Darüber hinaus muss die Notwendigkeit der europäischen Pläne sogar grundsätzlich in Frage gestellt werden. Die Corona-Pandemie hat gezeigt, dass es ohne Zwangslizenzen geht: Wirksame Impfstoffe wurden in Rekordzeit entwickelt und eingesetzt. Zwangslizenzen spielten dabei keine Rolle.
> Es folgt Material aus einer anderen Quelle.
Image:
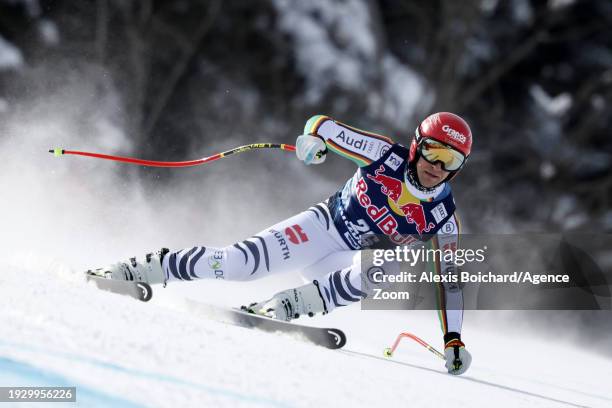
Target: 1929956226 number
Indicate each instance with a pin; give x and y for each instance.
(33, 394)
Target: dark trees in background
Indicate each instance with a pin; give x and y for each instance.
(534, 78)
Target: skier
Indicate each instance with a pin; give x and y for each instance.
(399, 192)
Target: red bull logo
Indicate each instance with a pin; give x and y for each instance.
(392, 188)
(416, 215)
(389, 186)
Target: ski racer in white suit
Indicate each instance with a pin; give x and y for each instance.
(396, 191)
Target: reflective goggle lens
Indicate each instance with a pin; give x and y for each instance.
(434, 151)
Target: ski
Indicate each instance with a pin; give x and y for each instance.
(138, 290)
(322, 336)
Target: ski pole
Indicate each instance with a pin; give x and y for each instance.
(153, 163)
(388, 352)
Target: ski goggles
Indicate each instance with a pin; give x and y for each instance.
(434, 152)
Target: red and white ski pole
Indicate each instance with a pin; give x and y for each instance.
(154, 163)
(388, 352)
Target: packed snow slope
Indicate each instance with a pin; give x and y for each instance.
(59, 331)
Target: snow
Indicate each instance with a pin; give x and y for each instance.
(117, 349)
(60, 216)
(10, 56)
(555, 106)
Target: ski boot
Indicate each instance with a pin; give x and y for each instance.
(149, 271)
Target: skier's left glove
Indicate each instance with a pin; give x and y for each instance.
(291, 303)
(458, 359)
(310, 149)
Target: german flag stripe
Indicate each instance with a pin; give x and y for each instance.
(313, 124)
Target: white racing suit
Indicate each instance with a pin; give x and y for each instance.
(322, 243)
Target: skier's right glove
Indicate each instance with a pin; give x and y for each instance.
(458, 359)
(291, 303)
(310, 149)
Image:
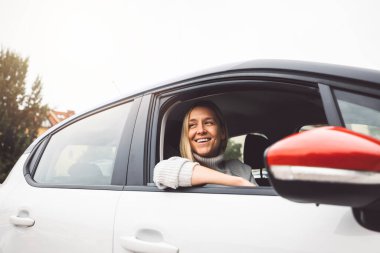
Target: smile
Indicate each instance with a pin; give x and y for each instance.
(202, 140)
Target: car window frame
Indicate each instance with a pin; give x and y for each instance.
(119, 176)
(158, 101)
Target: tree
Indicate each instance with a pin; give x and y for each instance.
(21, 113)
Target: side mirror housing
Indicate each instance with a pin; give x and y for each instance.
(328, 165)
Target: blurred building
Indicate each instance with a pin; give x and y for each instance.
(53, 117)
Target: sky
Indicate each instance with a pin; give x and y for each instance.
(90, 51)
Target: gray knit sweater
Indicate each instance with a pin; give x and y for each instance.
(177, 171)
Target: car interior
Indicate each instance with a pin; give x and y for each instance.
(256, 118)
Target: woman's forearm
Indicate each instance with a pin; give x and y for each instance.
(203, 175)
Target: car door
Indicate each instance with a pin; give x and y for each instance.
(67, 198)
(225, 219)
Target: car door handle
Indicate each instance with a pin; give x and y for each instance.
(22, 221)
(136, 245)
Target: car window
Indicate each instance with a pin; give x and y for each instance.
(84, 152)
(263, 115)
(360, 113)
„Patentierungsverbote für einzelne Technologien und die Schwächung des Geheimnisschutzes sind Gift für die Innovationskraft der deutschen und europäischen Industrie“
Mit dem Vorschlag zu Zwangslizenzen ist die EU-Kommission außerdem ein Stück weit vom ursprünglichen Weg abgekommen, den sie mit ihrem ursprünglichen IP-Action-Plan von 2020 eingeschlagen hat. Darin hatte die Kommission zutreffend festgestellt, dass Innovation und immaterielle Werte die Eckpfeiler der heutigen Wirtschaft sind. Erklärtes Ziel des Plans war es, in Europa noch mehr zu tun, um sicherzustellen, dass das geistige Eigentum die Widerstandsfähigkeit der EU-Wirtschaft stärkt und den Übergang zur digitalen und grünen Wirtschaft fördert. Wichtige Initiativen der EU-Kommission, wie die derzeit ebenfalls in der Gesetzgebungs-Pipeline befindliche Schaffung eines unionsweiten „Ergänzenden Schutzzertifikats“ für Pharmazeutika und Pflanzenschutzmittel, werden nunmehr durch den Vorschlag zu Zwangslizenzen konterkariert. Zudem werden dadurch internationalen Bestrebungen zur Beschränkung geistiger Eigentumsrechte, wie etwa den Diskussionen über eine Ausweitung des sogenannten TRIPS- Waivers auf COVID-19-Diagnostika und Therapeutika, unnötig Rückenwind verliehen.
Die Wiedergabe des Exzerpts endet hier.